On the exploit of Google's indexing of Search Results pages
Google's search results can be exploited to show "advertisements" (Ads) for illegal goods - typically drugs - and where to obtain them. This is achieved by manipulating how Google indexes websites, and in doing so it impacts the reputation of the websites affected by having these Ads shown on them.
This has the potential to affect any website, including yours. In this review we explain the nature of the exploit, its impact and what we have done to protect your website.
To ward off any sense of impending doom, we'll start off by emphasizing that your website has not been breached by this exploit.
That is to say, no "bad actor" (let's call them the Baddie) has gained access to your website or hosting infrastructure, nor any of your protected data. Nor has the Baddie altered or stored any data on your website (we'll come on to how they show their Ads on your website shortly). This is not a vulnerability in the normal security sense, its damage comes from the impact it could have to your reputation. We know that your reputation is just as important to protect as your website security.
Because this exploit is not a vulnerability in the security sense, there was no announcement and release of a security patch to fix it. If there had been we'd have been alerted to it via the security channels we monitor. Instead, this stems from a "product improvement" in Google's search indexing algorithm. As with many changes to a product, there can be unintended consequences, and this exploit is such an example.
We were alerted to the issue on the evening of Thursday 5 October by one of our clients, who in turn had been informed by a third party that their site was affected. Awareness of the issue was stimulated by an article on the Business Insider website on 28 September (their website was itself affected). Following an initial triage of the issue on Thursday evening we worked as a multidisciplinary incident team throughout Friday to identify the exposure to the exploit on our clients’ websites and implement mitigation strategies against it.

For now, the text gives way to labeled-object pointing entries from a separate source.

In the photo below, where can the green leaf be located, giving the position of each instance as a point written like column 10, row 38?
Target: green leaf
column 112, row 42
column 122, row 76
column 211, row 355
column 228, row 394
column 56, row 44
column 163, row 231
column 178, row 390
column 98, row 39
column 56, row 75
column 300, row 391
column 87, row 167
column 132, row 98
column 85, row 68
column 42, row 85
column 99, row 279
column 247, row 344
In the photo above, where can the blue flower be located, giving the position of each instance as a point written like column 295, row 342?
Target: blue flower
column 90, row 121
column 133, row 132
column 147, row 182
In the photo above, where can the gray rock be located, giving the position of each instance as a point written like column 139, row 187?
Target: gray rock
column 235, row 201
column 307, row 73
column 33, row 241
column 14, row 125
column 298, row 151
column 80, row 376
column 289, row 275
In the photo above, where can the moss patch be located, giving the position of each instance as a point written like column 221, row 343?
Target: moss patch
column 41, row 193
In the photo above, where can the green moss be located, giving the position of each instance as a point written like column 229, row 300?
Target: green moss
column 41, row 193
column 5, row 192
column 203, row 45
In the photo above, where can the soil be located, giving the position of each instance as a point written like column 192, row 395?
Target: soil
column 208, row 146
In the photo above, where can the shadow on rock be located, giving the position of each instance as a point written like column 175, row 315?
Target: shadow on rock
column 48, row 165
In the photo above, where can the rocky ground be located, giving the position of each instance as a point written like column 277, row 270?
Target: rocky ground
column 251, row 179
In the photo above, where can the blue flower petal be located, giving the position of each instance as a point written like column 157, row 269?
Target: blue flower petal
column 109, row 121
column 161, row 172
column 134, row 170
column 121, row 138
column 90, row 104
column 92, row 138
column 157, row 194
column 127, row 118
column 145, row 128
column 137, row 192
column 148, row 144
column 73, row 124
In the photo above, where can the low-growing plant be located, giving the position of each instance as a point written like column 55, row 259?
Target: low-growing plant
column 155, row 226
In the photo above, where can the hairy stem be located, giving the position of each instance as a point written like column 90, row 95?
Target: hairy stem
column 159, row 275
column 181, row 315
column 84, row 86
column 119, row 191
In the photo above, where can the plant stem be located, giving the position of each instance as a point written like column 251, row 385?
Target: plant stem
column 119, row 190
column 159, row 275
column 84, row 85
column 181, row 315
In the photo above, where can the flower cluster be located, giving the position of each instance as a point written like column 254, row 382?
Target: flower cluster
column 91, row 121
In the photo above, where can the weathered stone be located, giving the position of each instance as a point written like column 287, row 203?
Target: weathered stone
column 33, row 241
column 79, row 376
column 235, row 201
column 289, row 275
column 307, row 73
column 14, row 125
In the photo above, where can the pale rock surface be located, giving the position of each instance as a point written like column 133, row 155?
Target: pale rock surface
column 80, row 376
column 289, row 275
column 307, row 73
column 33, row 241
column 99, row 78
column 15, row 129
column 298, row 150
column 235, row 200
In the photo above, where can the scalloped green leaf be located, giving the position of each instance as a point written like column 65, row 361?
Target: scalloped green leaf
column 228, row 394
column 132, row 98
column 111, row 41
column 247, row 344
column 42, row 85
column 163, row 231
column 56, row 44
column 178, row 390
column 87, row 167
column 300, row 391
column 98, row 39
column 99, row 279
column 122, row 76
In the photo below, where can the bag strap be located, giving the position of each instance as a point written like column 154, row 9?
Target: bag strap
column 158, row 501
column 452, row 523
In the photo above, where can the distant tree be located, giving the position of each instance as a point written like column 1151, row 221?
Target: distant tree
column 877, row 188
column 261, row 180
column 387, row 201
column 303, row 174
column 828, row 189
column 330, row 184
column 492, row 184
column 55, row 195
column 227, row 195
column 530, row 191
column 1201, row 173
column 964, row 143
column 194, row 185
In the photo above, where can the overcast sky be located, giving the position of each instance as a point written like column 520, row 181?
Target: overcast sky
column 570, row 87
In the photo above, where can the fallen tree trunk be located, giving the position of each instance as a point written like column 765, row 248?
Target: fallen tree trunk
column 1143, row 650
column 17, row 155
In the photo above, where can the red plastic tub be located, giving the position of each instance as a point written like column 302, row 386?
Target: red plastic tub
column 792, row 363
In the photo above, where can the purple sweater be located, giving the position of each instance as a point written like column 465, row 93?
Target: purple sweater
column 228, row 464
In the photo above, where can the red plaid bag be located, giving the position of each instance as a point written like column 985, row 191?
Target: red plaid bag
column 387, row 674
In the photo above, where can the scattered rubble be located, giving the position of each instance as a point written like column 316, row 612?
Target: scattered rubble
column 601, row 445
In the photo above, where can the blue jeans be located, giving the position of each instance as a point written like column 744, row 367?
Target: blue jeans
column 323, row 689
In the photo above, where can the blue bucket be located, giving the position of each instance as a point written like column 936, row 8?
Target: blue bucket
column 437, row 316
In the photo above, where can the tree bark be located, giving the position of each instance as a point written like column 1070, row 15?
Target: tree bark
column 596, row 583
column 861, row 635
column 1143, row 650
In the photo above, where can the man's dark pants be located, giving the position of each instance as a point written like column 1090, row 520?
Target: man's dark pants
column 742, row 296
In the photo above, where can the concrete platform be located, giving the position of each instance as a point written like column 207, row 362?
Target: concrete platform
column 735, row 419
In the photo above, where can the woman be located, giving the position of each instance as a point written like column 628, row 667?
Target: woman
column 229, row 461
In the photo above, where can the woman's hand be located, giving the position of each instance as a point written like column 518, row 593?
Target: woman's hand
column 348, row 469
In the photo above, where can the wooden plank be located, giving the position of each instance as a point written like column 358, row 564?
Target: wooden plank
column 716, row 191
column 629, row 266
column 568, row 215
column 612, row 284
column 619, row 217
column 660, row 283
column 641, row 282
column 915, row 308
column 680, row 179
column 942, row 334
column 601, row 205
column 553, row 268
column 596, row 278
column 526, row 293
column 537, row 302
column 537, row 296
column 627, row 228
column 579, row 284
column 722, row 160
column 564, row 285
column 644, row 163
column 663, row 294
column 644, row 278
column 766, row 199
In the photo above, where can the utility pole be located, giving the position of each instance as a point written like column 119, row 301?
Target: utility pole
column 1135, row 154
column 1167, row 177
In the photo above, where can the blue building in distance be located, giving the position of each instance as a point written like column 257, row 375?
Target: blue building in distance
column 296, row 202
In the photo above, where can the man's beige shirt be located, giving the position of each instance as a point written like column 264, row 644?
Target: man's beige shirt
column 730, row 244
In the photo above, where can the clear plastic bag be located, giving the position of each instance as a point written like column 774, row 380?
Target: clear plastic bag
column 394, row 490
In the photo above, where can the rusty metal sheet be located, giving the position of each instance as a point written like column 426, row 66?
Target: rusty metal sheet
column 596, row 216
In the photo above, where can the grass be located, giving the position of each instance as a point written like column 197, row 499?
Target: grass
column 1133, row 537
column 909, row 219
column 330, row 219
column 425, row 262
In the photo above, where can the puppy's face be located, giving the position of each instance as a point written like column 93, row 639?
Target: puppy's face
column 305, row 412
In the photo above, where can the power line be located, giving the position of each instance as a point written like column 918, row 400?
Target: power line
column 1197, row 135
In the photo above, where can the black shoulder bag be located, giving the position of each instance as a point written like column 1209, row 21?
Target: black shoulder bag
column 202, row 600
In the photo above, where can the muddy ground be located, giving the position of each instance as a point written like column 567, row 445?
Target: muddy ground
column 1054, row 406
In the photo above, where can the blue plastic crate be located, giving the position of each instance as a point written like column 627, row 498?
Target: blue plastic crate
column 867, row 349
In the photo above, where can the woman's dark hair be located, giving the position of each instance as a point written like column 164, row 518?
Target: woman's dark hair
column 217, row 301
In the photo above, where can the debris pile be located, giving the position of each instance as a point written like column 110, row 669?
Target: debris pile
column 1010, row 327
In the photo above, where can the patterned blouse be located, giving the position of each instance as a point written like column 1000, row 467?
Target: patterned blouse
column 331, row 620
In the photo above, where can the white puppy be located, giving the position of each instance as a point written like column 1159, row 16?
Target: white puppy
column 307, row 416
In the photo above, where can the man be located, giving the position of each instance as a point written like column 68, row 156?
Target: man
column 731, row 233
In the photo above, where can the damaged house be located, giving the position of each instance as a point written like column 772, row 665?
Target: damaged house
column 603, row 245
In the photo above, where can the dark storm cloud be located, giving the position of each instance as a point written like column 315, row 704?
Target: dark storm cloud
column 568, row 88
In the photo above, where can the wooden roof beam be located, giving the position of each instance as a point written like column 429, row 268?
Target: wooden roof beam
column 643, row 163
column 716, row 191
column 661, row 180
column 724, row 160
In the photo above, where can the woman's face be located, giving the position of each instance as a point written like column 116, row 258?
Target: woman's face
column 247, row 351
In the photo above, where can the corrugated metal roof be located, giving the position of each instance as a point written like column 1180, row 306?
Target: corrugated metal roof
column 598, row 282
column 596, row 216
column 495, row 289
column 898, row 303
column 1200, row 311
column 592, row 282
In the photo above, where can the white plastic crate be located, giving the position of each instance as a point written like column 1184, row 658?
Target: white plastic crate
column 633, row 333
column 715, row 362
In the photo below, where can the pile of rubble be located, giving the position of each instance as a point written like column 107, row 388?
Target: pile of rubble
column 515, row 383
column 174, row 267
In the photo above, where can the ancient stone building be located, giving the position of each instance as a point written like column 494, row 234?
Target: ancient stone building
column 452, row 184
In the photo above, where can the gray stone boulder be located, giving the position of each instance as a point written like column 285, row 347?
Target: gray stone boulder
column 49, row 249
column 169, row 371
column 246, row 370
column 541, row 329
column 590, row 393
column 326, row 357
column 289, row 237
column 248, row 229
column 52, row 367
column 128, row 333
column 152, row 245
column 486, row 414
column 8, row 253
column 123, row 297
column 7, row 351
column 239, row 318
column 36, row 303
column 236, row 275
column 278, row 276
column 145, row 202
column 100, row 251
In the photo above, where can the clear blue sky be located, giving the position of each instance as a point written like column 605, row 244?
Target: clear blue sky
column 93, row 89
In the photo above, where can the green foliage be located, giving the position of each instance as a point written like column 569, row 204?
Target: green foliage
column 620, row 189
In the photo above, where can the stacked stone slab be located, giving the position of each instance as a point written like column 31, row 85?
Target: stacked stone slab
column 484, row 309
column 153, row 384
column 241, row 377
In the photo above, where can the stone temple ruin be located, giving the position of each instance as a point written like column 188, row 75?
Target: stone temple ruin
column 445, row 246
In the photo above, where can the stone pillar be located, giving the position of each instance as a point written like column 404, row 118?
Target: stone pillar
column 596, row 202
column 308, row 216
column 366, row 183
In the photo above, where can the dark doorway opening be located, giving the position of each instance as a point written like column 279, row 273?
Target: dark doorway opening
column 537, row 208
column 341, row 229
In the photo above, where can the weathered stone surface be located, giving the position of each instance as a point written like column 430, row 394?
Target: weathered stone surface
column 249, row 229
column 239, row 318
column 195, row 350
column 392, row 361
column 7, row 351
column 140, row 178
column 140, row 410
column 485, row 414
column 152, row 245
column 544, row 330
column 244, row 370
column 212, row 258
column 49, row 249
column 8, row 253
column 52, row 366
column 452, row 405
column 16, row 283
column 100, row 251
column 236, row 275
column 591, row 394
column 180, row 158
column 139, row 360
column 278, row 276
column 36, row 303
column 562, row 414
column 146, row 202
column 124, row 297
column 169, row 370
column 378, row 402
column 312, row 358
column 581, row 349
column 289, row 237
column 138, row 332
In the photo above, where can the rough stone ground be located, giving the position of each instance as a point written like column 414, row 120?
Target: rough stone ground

Before we take you through what we did, let's take a deep dive into how the exploit operates and its effects:
Google indexes webpages in a number of different ways. Typically, it will examine the content of a webpage and use all its secret sauce algorithms to index it so that it is shown when matched to searches people make on Google. It will also follow (crawl) any links it finds on a page and these might be to different websites. Even if one of those destination webpages tells Google not to crawl it (by using a "robots.txt disallow rule"), Google might still index it. It will respect the disallow rule, so won't index the content of the page; however, the Google search result for the page would still show its URL. This has long been the case and is the first essential element in the exploit.
The second essential element to make the exploit work is a relatively new change to how Google indexes pages that have a "query string" in their URL.
An aside on query strings if you need a refresher:
A query string can appear at the end of a URL. It's the part after a "?" and is made up of one or more parameter-value pairs.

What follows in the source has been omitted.